Crise économique, déclin du commerce indépendant, spéculation immobilière, mono-activité commerciale, dictature de la bagnole, inertie des services publics : ainsi s’est brisée l’attractivité d’une avenue « commerçante ». Ils l’ont écrit, ils se sont engagés, et pourtant...
D’un abondant florilège d’engagements non tenus, citons ces quelques exemples.
Dans le journal Espoir 18 n° 52, décembre 1987 : « Non aux étalages sauvages ! La réglementation doit être respectée. Tout ce qui touche à l’environnement des habitants du 18e, Alain Juppé y est sensible. Ainsi récemment, il a effectué une inspection des points sensibles, en compagnie des responsables de la voirie de la Ville de Paris et de Claude Debrion, pre- mier adjoint au maire du 18e et chargé de mission au RPR pour le XVIIIe...». Alain Juppé était, en 1987, député de Paris (18e circ.), conseiller de Paris (XVIIIe) et adjoint aux Finances du Maire de Paris.
Et pourtant les plus envahissants des étalages sauvages de fripes, avenue de Clichy, n’ont été rentrés qu’en 1998 ! Il fallut pour cela une réunion publique organisée par déCLIC 17/18, en présence du député des Grandes Carrières-Montmartre et du commissaire central R. Maucourant.
Du même Alain Juppé, une lettre du 21/11/1985 évoquant la dégradation de l’avenue de Clichy : « J’ajoute que le maire du XVIIe arrdt souhaite mettre en place un groupe de travail qui étudierait les moyens à mettre en œuvre pour remédier à la dégradation de l’environnement de l’avenue de Clichy. Je suis tout à fait favorable à ce groupe de travail et je pense qu’il pourra se réunir très prochainement (...) ».
Eh bien, nous y voilà, puisqu’en mars dernier s’est tenue la première réunion d’une commission de travail sur ce thème à la mairie du XVIIe. Ce ne fut qu’une courte attente d’un peu plus de 18 ans !
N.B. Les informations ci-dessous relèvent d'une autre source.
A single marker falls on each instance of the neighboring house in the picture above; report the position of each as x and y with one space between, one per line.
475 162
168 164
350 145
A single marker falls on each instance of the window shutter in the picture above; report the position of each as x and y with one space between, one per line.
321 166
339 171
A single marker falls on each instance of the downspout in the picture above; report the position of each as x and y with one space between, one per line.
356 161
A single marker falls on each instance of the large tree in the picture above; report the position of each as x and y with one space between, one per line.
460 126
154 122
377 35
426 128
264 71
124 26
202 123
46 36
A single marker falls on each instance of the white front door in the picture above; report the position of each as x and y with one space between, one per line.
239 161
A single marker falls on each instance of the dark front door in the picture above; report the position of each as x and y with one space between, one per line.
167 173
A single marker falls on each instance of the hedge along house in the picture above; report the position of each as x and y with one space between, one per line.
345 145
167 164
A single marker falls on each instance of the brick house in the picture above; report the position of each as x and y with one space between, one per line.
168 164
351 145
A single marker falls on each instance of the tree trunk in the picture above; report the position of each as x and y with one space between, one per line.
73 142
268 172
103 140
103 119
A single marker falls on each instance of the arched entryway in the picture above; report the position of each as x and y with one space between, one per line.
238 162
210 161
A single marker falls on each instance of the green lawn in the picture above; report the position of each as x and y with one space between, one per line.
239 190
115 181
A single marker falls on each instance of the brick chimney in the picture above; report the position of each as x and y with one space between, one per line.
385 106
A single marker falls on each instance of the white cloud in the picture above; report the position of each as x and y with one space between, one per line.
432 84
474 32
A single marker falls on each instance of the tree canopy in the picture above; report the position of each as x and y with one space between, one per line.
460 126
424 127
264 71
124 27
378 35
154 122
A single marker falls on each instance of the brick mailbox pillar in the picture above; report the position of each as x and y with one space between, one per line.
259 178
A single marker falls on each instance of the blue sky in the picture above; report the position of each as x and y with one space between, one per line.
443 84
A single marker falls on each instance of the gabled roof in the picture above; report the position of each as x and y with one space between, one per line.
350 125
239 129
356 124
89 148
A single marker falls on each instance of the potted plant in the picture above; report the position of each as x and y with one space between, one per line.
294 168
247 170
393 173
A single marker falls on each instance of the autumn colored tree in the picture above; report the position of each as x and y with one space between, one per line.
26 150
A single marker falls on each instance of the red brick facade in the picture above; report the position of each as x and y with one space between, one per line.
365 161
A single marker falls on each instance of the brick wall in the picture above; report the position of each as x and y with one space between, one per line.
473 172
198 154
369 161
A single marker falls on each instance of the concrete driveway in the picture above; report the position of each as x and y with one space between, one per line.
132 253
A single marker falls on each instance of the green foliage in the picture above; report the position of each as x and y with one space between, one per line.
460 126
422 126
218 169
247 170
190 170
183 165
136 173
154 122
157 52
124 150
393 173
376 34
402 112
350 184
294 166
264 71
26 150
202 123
De Jean Tibéri, maire de Paris, dans un courrier à déCLIC 17/18 (29/05/97) : « Vous avez bien voulu m’exposer les objectifs de votre association tenant à la remise en valeur de l’avenue de Clichy. (...) Vous souhaitez que la municipalité engage une action d’amélioration du cadre de vie à l’image de ce qui a été entrepris pour revaloriser les Grands Boulevards. (...) Très attentif à vos préoccupations, j’ai demandé à Mme N., sous-directeur à la DAUC, de vous proposer très prochainement un rendez-vous (...). Je souhaite vivement que cette rencontre marque l’engagement d’une collaboration fructueuse entre votre association et les services municipaux. »
Aucune nouvelle malgré, à l’époque, nos appels téléphoniques et nos courriers de relance ... Sept ans plus tard, peut-être ?
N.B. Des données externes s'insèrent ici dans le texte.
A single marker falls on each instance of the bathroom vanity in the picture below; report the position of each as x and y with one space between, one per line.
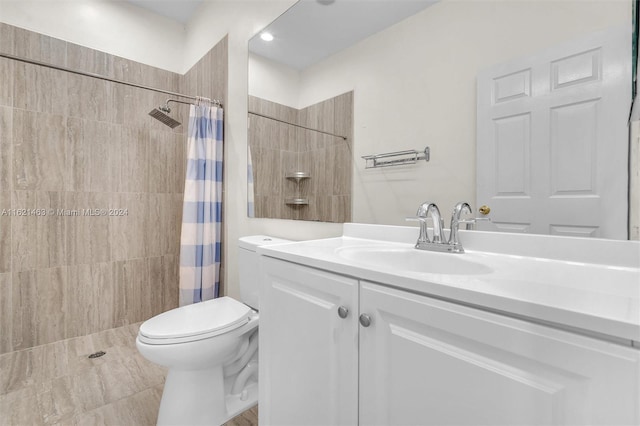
520 329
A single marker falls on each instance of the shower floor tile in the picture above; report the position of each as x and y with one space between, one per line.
57 384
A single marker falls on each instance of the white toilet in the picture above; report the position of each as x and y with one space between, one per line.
211 350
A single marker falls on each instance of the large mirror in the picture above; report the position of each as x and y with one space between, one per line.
411 81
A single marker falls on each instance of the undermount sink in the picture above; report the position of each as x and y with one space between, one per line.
413 260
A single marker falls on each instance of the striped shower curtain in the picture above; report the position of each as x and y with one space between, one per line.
202 210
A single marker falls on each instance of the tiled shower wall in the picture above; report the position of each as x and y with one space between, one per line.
278 147
90 191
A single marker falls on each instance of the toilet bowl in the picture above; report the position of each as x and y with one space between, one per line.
210 349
2003 consacrée à la réhabilitation de l’avenue de Clichy, le président de la Chambre de Commerce et d’Industrie de Paris a proposé une explication plutôt originale : « Dans le nord-est de Paris (!) la paupérisation de la population entraîne logiquement une paupérisation des commerces ».
Pourtant, se loger aux Batignolles n’est pas à la portée de toutes les bourses
Le nœud gordien reste l’énorme conflit d’intérêts économiques entre Paris intra-muros et sa proche banlieue. D’une part, les hypermarchés interdits intra-muros (à deux exceptions près) s’imposérent aux portes de Paris dans des communes limitrophes sinistrées par la disparition de leur industrie. D’autre part, recréer en banlieue un tissu commercial solide, s’il accroît une concurrence féroce avec les arrondissements périphériques parisiens, répond aux besoins légitimes de villes en pleine mutation (cf. les hypermarchés de Clichy et Levallois). Plus récemment, le projet de création d’un centre commercial à Aubervilliers, non loin de la Porte, sur d’anciennes friches industrielles, a inquiété des associations de commercants des Portes de Paris.
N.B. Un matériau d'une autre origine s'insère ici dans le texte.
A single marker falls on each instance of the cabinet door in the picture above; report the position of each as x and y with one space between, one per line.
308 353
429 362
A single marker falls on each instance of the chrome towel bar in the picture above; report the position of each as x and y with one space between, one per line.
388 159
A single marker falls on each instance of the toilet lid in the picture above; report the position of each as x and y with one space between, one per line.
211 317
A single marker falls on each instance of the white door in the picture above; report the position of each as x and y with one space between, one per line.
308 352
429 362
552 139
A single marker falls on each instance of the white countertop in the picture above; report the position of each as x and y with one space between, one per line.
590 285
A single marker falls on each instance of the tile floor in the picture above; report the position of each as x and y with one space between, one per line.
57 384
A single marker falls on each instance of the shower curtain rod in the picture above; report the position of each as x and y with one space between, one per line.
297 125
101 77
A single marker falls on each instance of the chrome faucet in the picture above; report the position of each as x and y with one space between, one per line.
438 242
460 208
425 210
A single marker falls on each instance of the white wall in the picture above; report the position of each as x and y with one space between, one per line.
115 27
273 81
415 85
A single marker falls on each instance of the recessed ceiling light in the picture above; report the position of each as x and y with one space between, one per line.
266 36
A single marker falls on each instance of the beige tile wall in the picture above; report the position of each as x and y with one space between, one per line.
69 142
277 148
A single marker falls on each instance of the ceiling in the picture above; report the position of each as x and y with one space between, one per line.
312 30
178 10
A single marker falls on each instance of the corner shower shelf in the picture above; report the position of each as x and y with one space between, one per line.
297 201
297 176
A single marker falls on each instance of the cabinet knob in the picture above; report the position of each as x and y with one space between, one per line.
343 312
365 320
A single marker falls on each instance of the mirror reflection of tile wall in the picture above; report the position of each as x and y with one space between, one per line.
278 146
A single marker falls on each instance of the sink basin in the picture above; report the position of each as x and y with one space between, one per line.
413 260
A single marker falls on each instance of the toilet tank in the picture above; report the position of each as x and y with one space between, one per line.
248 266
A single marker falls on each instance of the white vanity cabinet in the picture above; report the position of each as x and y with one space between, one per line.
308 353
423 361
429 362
Même si, sous l’effet de l’action conjuguée des associations hostiles et d’élus parisiens concernés, ce projet, à la lisière des 18e et 19e arrondissements, a dûévoluer et revoir à la baisse l’étendue de ses surfaces commerciales, nul ne peut refuser à des villes limitrophes de se doter de nouveaux moyens de leur dévelopemment économique. Ici, comme sur bien d’autres sujets, la solution réside dans un dialogue responsable entre Paris et les communes de sa proche banlieue.